Processes have been provided for improving the purity of an HCl solution contaminated by HF and optionally halogenated organic compounds.
Thus, the document FR 1 507 252 describes a process targeted at separating hydrofluoric acid mixed with HCl, which consists in passing this gaseous mixture into a continuous countercurrentwise washing device comprising a plate column, the washing being carried out using a concentrated aqueous hydrochloric acid solution at low temperature which is capable of absorbing the hydrofluoric acid. There are obtained, at the outlet of this column, an aqueous solution of hydrochloric acid and hydrofluoric acid, and also gaseous hydrochloric acid, depleted in HF with respect to the starting hydrochloric acid. However, in order to obtain hydrochloric acid virtually devoid of HF, it is necessary to pass the crude gas mixture over active carbon in the presence of water, upstream of the acid washing stage. It is understood that this process is thus not applicable to a crude gas mixture including a fluorinated gas of interest, which would then be trapped in the active carbon.
Furthermore, it has been suggested, in the document WO 2015/079137, that the hydrochloric acid coproduced in a catalytic fluorination process could be purified following a process involving a stage of catalytic hydrolysis of the fluorinated/oxygenated compounds present in the crude gas stream, followed by a stage of washing with an acid solution, then by a stage of adsorption of the gases on an active carbon bed and, finally, by a stage of adiabatic adsorption, making it possible to obtain an aqueous hydrochloric acid solution.
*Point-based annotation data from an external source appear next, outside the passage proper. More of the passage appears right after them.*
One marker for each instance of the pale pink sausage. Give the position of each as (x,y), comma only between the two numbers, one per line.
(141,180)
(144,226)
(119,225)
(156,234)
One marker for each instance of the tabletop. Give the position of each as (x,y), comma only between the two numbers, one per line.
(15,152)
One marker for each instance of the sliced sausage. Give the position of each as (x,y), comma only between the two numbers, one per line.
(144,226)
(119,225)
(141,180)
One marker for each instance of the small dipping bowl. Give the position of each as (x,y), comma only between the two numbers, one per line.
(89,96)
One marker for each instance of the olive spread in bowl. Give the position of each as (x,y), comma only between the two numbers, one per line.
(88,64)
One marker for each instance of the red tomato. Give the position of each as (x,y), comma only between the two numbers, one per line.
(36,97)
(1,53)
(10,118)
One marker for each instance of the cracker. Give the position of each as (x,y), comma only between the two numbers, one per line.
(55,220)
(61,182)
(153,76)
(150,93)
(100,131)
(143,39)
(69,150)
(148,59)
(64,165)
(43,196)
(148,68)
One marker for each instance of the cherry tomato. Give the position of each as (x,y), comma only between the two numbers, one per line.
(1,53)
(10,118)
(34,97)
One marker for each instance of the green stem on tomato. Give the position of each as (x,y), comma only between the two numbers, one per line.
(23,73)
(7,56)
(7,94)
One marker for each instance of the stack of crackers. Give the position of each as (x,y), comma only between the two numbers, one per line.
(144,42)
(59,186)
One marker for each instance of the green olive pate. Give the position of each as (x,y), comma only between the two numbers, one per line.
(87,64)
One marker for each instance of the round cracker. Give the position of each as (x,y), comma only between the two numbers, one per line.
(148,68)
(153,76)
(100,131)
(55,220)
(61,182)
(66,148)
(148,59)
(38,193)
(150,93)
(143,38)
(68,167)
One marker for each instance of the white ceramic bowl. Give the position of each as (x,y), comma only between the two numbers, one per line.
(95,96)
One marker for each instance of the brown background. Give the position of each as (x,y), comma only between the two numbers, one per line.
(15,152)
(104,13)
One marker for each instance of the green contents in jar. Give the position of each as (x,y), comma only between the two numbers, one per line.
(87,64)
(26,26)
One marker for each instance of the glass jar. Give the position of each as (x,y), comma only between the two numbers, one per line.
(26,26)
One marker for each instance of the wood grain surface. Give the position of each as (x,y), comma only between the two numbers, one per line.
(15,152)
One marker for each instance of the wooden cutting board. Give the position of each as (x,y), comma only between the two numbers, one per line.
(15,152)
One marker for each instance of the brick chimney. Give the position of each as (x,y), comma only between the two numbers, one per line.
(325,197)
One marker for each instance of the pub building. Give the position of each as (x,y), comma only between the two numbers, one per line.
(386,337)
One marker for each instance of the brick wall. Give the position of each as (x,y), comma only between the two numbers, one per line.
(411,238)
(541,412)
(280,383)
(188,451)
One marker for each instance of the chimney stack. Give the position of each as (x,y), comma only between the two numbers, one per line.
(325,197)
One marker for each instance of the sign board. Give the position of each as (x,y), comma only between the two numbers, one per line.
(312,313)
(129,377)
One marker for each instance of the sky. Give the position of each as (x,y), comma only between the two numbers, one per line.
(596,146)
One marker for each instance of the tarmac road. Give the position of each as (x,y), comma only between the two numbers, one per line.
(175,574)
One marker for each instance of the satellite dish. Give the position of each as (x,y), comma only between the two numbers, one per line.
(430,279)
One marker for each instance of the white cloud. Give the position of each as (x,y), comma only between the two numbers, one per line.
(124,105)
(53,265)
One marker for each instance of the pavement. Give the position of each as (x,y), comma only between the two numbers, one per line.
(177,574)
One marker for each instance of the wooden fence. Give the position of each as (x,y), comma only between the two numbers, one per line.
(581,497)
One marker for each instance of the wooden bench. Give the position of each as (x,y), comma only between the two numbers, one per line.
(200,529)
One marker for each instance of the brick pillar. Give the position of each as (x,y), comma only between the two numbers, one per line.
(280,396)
This solution can optionally be subsequently purified over silica gel. This process necessarily incorporates a preliminary stage of distillation of the crude gases in order to prevent the fluorinated product of interest from being trapped in the active carbon bed employed in the catalytic hydrolysis stage. It would thus be desirable to have available a process which is not more complex than that described in the application WO 2015/079137 but which makes it possible to directly treat the crude gas stream resulting from the catalytic reaction, without it being necessary to subject it to a prior distillation.